About Matrix Teach-Ins
Have you ever wished you could hear your colleague deliver the lecture that students rave about, or revisit a favorite subject yourself? Matrix Teach-Ins are a new series designed to bring UC Berkeley’s most engaging social science lectures into a public setting. Instructors will share their favorite lesson, the one students remember long after the semester ends, as a stand-alone lecture reimagined for anyone curious to learn.
Abstract
In this talk, I am going to share with you snapshots into the making of Frances M. Beal’s Black Feminist House. A house that she describes as being built by hindsight bricks, moments where she questioned, critiqued, or became angry about racism and gender oppression. The scenes are from a larger book-length project that explores how Beal became both a feminist and a radical during the 1960s and 70s. Understanding her intellectual and political evolution is important for 21st-century activists because I explore fatigue and failures alongside empowering sisterhood, pleasurable heterosexual sex, and disciplined study. By doing so, I aim to bring to the fore the exhaustion and exhilaration.
About the Speaker
Ula Taylor earned her doctorate in American History from UC Santa Barbara. She is the author of The Promise of Patriarchy: Women and the Nation of Islam, The Veiled Garvey: The Life and Times of Amy Jacques Garvey, co-author of Panther: A Pictorial History of the Black Panther Party and The Story Behind the Film and co-editor of Black California Dreamin: The Crisis of California African American Communities.

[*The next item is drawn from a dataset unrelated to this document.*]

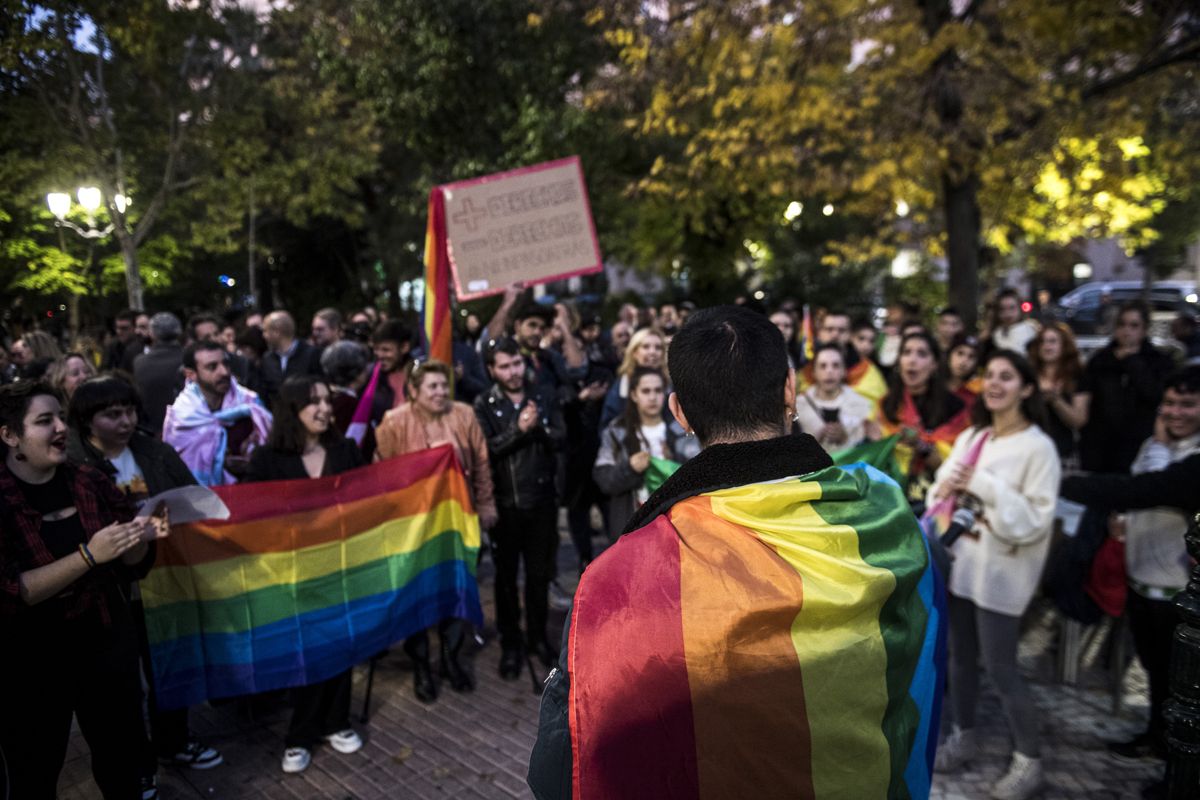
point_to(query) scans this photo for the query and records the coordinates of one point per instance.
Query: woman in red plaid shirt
(70, 546)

Her articles on African American Women’s History and feminist theory have appeared in the Journal of African American History, Journal of Women’s History, Feminist Studies, SOULS, and other academic journals and edited volumes.
In 2013 she received the Distinguished Professor Teaching Award for UC Berkeley. Only 5% of the academic senate faculty receive this honor, and she is the second African American woman in the history of the University to receive this award.